T3 Fighting Landlord:
I lost the landlord and won my life (the She Dao next door who won the landlord and lost my life has already died).
It is a simulation question (Noip2015 simulation questions are really many)
You can seriously think about the optimal strategy, and then the dfs straight will be fine. You can Baidu for the specific method.
I forgot to initialize ans with multiple sets of data and I cried and fainted in the toilet. . . my AK!

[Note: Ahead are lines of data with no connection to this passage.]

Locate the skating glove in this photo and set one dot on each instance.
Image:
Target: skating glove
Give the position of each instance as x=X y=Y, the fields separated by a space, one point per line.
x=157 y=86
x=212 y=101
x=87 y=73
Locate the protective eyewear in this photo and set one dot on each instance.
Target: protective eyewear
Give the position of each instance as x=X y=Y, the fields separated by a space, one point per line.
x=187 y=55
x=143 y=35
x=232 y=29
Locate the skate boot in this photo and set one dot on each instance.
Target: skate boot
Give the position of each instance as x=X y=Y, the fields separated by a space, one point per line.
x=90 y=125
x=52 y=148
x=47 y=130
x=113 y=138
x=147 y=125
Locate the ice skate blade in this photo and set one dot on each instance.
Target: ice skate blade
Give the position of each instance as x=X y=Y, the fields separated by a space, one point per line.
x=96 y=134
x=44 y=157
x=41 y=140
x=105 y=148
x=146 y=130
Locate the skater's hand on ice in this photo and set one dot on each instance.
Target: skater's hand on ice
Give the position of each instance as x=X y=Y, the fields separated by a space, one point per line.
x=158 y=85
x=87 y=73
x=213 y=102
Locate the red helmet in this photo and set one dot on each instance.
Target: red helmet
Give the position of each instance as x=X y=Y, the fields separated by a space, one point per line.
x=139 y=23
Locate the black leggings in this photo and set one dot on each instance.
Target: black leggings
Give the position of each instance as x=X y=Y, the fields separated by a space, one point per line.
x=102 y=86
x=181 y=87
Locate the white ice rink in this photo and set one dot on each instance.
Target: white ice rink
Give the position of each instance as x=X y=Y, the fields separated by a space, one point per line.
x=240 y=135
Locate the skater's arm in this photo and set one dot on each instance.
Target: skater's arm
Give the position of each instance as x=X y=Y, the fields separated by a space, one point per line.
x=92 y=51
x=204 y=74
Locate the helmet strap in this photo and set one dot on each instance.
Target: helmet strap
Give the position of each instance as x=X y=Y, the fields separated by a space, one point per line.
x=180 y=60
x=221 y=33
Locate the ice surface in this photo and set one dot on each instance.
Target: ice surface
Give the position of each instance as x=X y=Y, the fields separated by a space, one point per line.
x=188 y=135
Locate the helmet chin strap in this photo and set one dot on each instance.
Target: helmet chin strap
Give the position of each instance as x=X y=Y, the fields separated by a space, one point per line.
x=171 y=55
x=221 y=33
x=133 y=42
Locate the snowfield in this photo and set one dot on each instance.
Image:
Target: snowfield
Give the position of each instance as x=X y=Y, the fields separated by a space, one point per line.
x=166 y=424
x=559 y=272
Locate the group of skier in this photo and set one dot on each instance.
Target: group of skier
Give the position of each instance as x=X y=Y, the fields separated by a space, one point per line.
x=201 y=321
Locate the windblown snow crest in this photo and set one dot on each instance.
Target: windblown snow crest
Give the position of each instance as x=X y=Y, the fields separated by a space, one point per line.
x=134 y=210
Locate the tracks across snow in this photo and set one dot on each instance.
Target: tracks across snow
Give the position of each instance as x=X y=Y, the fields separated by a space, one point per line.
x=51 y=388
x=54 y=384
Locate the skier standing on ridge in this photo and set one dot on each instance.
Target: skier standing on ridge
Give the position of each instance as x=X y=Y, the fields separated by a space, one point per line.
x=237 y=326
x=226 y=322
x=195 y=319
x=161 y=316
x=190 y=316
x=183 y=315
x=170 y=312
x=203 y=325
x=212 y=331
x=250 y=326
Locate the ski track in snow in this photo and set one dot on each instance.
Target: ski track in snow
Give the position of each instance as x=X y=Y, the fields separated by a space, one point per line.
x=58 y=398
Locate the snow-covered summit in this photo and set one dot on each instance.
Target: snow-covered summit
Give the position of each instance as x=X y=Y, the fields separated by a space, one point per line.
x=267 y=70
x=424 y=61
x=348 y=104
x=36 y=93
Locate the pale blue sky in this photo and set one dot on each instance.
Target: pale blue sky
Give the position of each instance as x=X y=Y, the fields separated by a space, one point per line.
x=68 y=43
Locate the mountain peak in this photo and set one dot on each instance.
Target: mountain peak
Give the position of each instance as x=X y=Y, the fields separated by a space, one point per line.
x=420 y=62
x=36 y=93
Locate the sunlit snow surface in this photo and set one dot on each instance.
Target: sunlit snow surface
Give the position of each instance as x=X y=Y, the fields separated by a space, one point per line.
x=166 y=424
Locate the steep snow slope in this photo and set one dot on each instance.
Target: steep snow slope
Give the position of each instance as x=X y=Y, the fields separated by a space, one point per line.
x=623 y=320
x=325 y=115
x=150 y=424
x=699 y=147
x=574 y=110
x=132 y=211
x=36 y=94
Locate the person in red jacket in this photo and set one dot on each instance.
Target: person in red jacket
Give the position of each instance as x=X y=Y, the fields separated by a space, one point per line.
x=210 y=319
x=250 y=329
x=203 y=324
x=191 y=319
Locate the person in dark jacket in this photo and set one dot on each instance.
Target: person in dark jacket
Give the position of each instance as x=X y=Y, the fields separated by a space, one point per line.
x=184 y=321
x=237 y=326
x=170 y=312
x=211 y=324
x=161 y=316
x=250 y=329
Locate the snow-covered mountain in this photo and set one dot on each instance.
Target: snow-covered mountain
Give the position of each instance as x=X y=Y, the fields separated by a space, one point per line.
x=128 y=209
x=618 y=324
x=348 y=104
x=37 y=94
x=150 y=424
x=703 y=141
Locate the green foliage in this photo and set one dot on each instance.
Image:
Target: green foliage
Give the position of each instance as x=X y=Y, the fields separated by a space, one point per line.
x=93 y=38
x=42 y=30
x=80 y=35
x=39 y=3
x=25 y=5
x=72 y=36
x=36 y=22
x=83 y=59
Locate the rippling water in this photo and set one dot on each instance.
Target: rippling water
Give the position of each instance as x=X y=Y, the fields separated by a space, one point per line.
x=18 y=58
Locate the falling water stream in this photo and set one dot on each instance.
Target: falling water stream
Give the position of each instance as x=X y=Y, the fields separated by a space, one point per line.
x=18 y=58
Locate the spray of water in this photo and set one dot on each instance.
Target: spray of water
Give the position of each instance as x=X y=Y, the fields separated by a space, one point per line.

Code (in absolute conscience):
#include<iostream>
#include<cstdio>
#include<algorithm>
#include<cstring>
#define maxx(a,b) a>b?a:b
#define minn(a,b) a<b?a:b
using namespace std;
int T,n,y[20],years;
void init() {
memset(a,0,sizeof(a));
for(int num,opt,i=1;i<=n;i++) {
scanf("%d%d",&num,&opt);
if(num==0) a[14]++;
if(num==1) a[12]++;
if(num==2) a[13]++;
if(num>=3) a[num-2]++;
}
}
void solve(int x) {
if(x>ans) return;
int s1,s2,s3,s4;
s1=s2=s3=s4=0;
for(int i=1;i<=14;i++) {
if(a[i]==1) s1++;
if(a[i]==2) s2++;
}
for(int i=1;i<=14;i++) {
if(a[i]==4) {
s4++;
if(s1>=2) s1-=2;
else if(s2>=2) s2-=2;
else if(s2>=1) s2-=1;
}
}
for(int i=1;i<=14;i++) {
if(a[i]==3) {
s3++;
if(s1>=1) s1-=1;
else if(s2>=1) s2-=1;
}
}
yrs=min(yrs,x+s1+s2+s3+s4);
for(int i=1;i<=8;i++) {
int j;
for(j=i;j<=12;j++) {
a[j]--;
if(a[j]<0) break;
if(j-i>=4) solve(x+1);
}
if(j==13) j--;
while(j>=i) a[j--]++;
}
for(int i=1;i<=10;i++) {
int j;
for(j=i;j<=12;j++) {
a[j]-=2;
if(a[j]<0) break;
if(j-i>=2) solve(x+1);
}
if(j==13) j--;
while(j>=i) a[j--]+=2;
}
for(int i=1;i<=11;i++) {
int j;
for(j=i;j<=12;j++) {
a[j]-=3;
if(a[j]<0) break;
if(j-i>=1) solve(x+1);
}
if(j==13) j--;
while(j>=i) a[j--]+=3;
}
}
int main() {
//freopen("landlords.in","r",stdin);
//freopen("landlords.out","w",stdout);
scanf("%d%d",&T,&n);
while(T--) {
years=23;
init();
solve(0);
printf("%d\n",ans);
}
return 0;
}
Finally, I wish everyone an early AK!